According to this reasoning, Argentina has three of its own styles to develop unique wine other than Malbec. These are areas that are under exploration and, therefore, do not necessarily have their products defined. There is a golden opportunity to offer the world their own flavour and, at the same time, a specific origin.
High altitude, continental Chardonnay
There is a universe of whites making a name for themselves in Argentina. As the vineyards move upwards in the Uco Valley, reaching heights of 1,600m and over, an extreme area for the cultivation of Chardonnay is beginning to form.
In short, we’re looking at producing a white in cold but sunny conditions, exactly the antipode of what is being produced on the world market. These whites require a definition of flavour, and the wineries are working to achieve this, because the difficult part of the equation is to get freshness and maturity.
There are already some examples;
Jose Galante, a legendary winemaker in Chardonnay, found a special balance point for his Salentein Single Vineyard 2015, where the acidity is well tamed with the volume, thanks to lees and oak. Another good example is Catena Zapata White Stones 2012, in which the ageing and the grapes are well assembled. The same with Domaine Bousquet Reserve 2015 and Dedicado Chardonnay 2015.
Compared with others in the world, the richness of volume, the maturity of aromas and the intensity of freshness are a point of differentiation for Argentina. The interesting thing is that this could work for other varieties, which should be explored: from Pinot Gris to Sauvignon Blanc and others, such as Verdejo.
Cold and sunny Cabernet Franc
The different flavours of this variety, which have earned it its reputation over the years, seem to have found a new expression in the high deserts. Until now, most of the oenology applied to obtaining reds with Franc respected the vegetal component, which does not disappear at high altitude – but instead demands concentration.
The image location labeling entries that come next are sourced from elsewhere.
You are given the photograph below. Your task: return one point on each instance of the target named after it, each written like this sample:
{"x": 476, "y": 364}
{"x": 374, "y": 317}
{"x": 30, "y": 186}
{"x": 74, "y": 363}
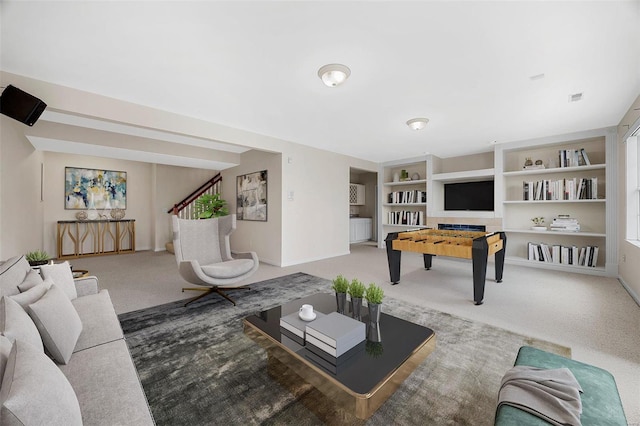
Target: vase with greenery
{"x": 374, "y": 295}
{"x": 37, "y": 257}
{"x": 340, "y": 286}
{"x": 210, "y": 205}
{"x": 356, "y": 291}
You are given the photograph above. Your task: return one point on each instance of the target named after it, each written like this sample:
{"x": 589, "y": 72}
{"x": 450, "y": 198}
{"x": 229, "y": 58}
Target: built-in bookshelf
{"x": 560, "y": 177}
{"x": 403, "y": 196}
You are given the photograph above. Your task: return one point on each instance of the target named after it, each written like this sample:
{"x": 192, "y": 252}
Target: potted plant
{"x": 538, "y": 224}
{"x": 37, "y": 257}
{"x": 210, "y": 205}
{"x": 374, "y": 295}
{"x": 340, "y": 286}
{"x": 356, "y": 291}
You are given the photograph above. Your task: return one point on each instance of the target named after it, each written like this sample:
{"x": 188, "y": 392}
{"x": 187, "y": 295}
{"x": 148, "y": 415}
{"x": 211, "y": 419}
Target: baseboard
{"x": 631, "y": 292}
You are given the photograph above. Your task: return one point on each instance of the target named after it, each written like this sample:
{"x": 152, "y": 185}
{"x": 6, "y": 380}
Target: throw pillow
{"x": 58, "y": 322}
{"x": 5, "y": 350}
{"x": 33, "y": 294}
{"x": 15, "y": 323}
{"x": 35, "y": 391}
{"x": 32, "y": 279}
{"x": 12, "y": 273}
{"x": 62, "y": 276}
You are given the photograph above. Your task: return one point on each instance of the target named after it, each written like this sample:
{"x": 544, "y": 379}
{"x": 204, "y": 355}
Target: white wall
{"x": 21, "y": 210}
{"x": 628, "y": 254}
{"x": 265, "y": 238}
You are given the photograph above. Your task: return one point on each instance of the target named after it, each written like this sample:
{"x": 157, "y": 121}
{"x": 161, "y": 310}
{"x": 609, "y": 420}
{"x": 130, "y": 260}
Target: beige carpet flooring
{"x": 594, "y": 316}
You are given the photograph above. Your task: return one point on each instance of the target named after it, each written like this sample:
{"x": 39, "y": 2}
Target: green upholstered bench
{"x": 601, "y": 403}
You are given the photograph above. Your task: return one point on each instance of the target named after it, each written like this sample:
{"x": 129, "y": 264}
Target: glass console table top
{"x": 363, "y": 372}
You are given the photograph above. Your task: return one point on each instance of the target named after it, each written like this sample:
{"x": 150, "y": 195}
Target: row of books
{"x": 405, "y": 217}
{"x": 561, "y": 189}
{"x": 573, "y": 157}
{"x": 330, "y": 340}
{"x": 404, "y": 197}
{"x": 565, "y": 223}
{"x": 566, "y": 255}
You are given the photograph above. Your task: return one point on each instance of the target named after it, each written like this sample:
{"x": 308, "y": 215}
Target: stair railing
{"x": 185, "y": 208}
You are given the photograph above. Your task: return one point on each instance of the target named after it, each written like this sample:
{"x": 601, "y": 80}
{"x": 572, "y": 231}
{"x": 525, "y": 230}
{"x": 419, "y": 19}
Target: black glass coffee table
{"x": 363, "y": 383}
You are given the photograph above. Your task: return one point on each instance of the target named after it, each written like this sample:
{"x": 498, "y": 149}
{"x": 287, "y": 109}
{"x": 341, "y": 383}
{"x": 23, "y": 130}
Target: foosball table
{"x": 474, "y": 245}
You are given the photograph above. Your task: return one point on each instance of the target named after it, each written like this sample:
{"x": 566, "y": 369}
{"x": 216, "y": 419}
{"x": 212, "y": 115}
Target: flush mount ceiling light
{"x": 334, "y": 74}
{"x": 417, "y": 123}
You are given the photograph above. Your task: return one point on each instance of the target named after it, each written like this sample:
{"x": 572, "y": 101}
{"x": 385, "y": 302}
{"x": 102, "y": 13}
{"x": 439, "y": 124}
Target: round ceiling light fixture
{"x": 417, "y": 123}
{"x": 334, "y": 74}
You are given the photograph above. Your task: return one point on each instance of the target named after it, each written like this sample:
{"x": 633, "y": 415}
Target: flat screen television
{"x": 473, "y": 196}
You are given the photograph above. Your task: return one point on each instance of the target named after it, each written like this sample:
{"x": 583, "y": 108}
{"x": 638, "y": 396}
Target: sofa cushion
{"x": 229, "y": 269}
{"x": 62, "y": 276}
{"x": 12, "y": 273}
{"x": 99, "y": 320}
{"x": 58, "y": 323}
{"x": 15, "y": 323}
{"x": 108, "y": 366}
{"x": 36, "y": 399}
{"x": 33, "y": 294}
{"x": 5, "y": 350}
{"x": 32, "y": 279}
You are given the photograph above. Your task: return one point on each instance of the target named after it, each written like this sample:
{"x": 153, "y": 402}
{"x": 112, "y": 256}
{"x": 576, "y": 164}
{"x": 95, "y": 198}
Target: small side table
{"x": 80, "y": 273}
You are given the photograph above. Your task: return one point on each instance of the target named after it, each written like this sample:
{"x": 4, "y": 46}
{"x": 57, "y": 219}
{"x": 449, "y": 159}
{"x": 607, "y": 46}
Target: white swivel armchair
{"x": 205, "y": 258}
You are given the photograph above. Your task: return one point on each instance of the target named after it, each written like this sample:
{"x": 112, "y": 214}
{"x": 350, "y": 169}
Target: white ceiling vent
{"x": 575, "y": 97}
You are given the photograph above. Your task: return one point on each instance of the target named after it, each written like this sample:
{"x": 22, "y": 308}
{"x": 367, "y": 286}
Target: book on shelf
{"x": 406, "y": 217}
{"x": 573, "y": 157}
{"x": 565, "y": 223}
{"x": 335, "y": 333}
{"x": 407, "y": 197}
{"x": 534, "y": 167}
{"x": 560, "y": 189}
{"x": 565, "y": 255}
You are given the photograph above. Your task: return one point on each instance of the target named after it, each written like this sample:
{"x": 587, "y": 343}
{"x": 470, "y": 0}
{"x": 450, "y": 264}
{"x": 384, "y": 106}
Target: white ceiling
{"x": 467, "y": 66}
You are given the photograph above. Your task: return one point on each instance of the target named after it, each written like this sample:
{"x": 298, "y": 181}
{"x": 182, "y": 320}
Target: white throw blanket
{"x": 551, "y": 394}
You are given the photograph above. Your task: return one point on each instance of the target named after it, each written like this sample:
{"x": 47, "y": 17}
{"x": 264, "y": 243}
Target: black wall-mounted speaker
{"x": 20, "y": 105}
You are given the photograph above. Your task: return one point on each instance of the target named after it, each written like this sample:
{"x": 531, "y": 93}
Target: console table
{"x": 79, "y": 238}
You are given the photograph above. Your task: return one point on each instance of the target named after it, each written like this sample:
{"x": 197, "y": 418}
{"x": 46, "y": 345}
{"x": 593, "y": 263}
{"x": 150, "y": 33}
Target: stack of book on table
{"x": 565, "y": 223}
{"x": 293, "y": 328}
{"x": 333, "y": 340}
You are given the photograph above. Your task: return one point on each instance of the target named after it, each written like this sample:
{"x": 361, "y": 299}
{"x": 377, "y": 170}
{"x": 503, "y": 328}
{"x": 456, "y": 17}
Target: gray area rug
{"x": 198, "y": 368}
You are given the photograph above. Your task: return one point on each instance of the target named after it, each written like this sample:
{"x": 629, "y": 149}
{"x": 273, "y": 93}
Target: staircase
{"x": 185, "y": 208}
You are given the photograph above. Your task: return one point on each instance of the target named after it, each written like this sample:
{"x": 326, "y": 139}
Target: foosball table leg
{"x": 393, "y": 257}
{"x": 427, "y": 260}
{"x": 499, "y": 258}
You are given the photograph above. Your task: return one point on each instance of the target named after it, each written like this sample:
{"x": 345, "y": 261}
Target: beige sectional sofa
{"x": 63, "y": 359}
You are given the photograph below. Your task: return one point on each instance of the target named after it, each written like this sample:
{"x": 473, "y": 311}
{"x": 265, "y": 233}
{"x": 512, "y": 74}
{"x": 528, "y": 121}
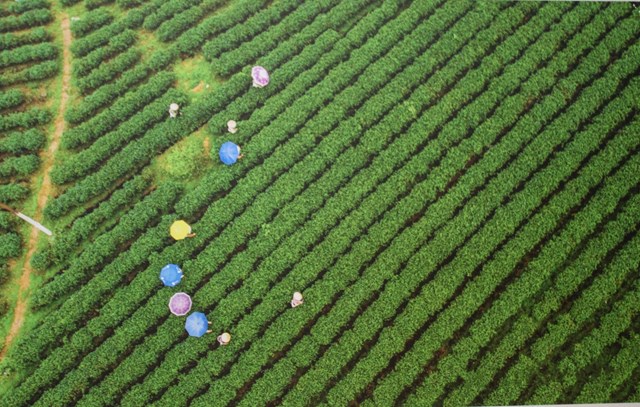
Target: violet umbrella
{"x": 260, "y": 76}
{"x": 180, "y": 304}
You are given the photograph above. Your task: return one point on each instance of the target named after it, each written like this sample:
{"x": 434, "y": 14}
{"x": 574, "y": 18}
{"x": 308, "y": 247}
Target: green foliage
{"x": 11, "y": 99}
{"x": 28, "y": 19}
{"x": 29, "y": 141}
{"x": 34, "y": 36}
{"x": 452, "y": 185}
{"x": 10, "y": 245}
{"x": 90, "y": 22}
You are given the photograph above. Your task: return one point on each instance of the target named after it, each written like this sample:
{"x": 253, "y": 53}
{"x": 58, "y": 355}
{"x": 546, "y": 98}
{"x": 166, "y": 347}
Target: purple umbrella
{"x": 260, "y": 76}
{"x": 180, "y": 304}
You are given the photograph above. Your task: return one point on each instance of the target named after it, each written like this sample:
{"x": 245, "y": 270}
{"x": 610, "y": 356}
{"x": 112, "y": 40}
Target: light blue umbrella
{"x": 196, "y": 324}
{"x": 229, "y": 153}
{"x": 171, "y": 275}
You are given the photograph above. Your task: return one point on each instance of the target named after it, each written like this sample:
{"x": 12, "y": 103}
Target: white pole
{"x": 34, "y": 223}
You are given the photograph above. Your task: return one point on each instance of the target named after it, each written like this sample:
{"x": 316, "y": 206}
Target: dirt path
{"x": 43, "y": 194}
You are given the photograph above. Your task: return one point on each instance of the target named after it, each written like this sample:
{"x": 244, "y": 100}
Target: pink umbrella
{"x": 180, "y": 304}
{"x": 260, "y": 76}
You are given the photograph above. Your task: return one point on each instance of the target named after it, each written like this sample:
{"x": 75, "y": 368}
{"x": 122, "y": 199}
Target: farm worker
{"x": 180, "y": 230}
{"x": 232, "y": 126}
{"x": 229, "y": 153}
{"x": 260, "y": 77}
{"x": 224, "y": 339}
{"x": 173, "y": 110}
{"x": 297, "y": 299}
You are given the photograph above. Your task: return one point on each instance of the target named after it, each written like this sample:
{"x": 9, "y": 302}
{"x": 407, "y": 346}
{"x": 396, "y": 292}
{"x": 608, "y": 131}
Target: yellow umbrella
{"x": 180, "y": 229}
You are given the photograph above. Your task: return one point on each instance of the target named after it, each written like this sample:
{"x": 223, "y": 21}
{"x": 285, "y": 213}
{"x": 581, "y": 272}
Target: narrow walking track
{"x": 43, "y": 194}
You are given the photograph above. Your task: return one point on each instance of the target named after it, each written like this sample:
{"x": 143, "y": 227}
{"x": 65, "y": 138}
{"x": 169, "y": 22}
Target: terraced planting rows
{"x": 29, "y": 59}
{"x": 453, "y": 186}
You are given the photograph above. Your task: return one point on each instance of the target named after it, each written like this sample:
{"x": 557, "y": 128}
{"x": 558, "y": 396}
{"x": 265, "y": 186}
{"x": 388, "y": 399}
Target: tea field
{"x": 453, "y": 185}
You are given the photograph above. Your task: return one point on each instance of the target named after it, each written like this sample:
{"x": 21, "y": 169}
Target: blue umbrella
{"x": 196, "y": 324}
{"x": 171, "y": 275}
{"x": 229, "y": 153}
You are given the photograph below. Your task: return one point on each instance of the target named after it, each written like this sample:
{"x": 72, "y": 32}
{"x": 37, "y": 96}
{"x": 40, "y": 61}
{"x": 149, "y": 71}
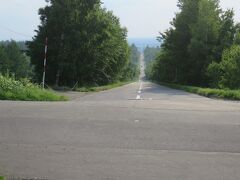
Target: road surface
{"x": 141, "y": 131}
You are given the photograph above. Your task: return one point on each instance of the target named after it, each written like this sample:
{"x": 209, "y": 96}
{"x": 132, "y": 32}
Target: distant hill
{"x": 142, "y": 43}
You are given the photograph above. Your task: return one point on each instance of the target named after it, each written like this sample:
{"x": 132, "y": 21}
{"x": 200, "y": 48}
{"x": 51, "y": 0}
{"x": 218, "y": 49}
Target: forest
{"x": 201, "y": 48}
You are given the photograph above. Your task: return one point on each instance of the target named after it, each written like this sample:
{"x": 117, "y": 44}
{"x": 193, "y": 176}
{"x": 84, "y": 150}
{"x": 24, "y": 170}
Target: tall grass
{"x": 12, "y": 89}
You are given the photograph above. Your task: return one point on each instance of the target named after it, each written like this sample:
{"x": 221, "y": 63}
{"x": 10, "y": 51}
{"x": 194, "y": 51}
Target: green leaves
{"x": 86, "y": 44}
{"x": 13, "y": 61}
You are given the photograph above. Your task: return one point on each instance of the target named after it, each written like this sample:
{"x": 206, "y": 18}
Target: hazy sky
{"x": 143, "y": 18}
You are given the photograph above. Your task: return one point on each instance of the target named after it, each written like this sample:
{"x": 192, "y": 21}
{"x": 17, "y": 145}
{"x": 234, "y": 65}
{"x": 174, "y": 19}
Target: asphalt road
{"x": 141, "y": 131}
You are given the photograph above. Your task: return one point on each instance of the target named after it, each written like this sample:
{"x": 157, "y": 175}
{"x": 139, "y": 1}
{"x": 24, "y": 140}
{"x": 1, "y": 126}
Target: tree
{"x": 204, "y": 41}
{"x": 86, "y": 43}
{"x": 13, "y": 61}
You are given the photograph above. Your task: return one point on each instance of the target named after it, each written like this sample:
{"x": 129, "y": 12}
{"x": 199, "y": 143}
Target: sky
{"x": 143, "y": 18}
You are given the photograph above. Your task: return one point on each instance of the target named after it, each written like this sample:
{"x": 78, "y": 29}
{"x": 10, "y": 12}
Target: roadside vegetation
{"x": 101, "y": 88}
{"x": 201, "y": 49}
{"x": 12, "y": 89}
{"x": 2, "y": 178}
{"x": 87, "y": 45}
{"x": 87, "y": 49}
{"x": 207, "y": 92}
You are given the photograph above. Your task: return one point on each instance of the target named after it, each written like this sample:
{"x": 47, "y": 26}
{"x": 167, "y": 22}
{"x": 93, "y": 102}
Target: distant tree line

There is, however, another way to understand Cabernet Franc, where altitude could be key to offering freshness and a lighter red. Some of that can already be seen in the domestic market: Rompecabezas Cabernet Franc 2014 and Polígonos de Valle de Uco, San Pablo, 2016. Unlike the rest of the native Francs, they propose freshness as the main attraction, medium bodied and a new aromatic fruitiness. The point of maturity is the crux, and the result is a continental red with a mature palate, but with a similar freshness to oceanic reds. A rarity that could give the varietal its very own flavour.
And, strictly speaking, it could be possible to do the same with other reds like Merlot and Syrah.
New Calchaquí reds
In general, the Malbec and Cabernet Sauvignon of the Calchaquí valley offer sufficient differential when it comes to selling them in the market. Now a new type of balance has been added that opens the palate of the region to other consumers. In particular, with Cabernet Sauvignon and its blends.
In the extreme conditions of the valley, which include a lot of sunlight, very warm temperatures and high altitude – this new approach is aiming to fine-tune the wines: rescuing that singularity, but not exaggerating it, and the new Calchaquí Cabernet begins to emerge with elegance.
In particular Malbec and Tannat now offers reds with their own aromas, ample and juicy in the mouth, combined with elegant and polished tannins. The key is to understand that altitude achieves a natural concentration effect and does not require artifices to enhance it. Wineries such as El Porvenir for its Laborum 2014, El Esteco in Chañar Punco 2012 and Finca Quara with Alpaca 2014, are working with this understanding. In this new stylistic trait, seduction, not intensity, is the key.
Whichever path Argentina follows in terms of a wine like Malbec, which has already blazed its own trail, these three styles of unique wines should be good starting point to recognise that ours is a country of specialties.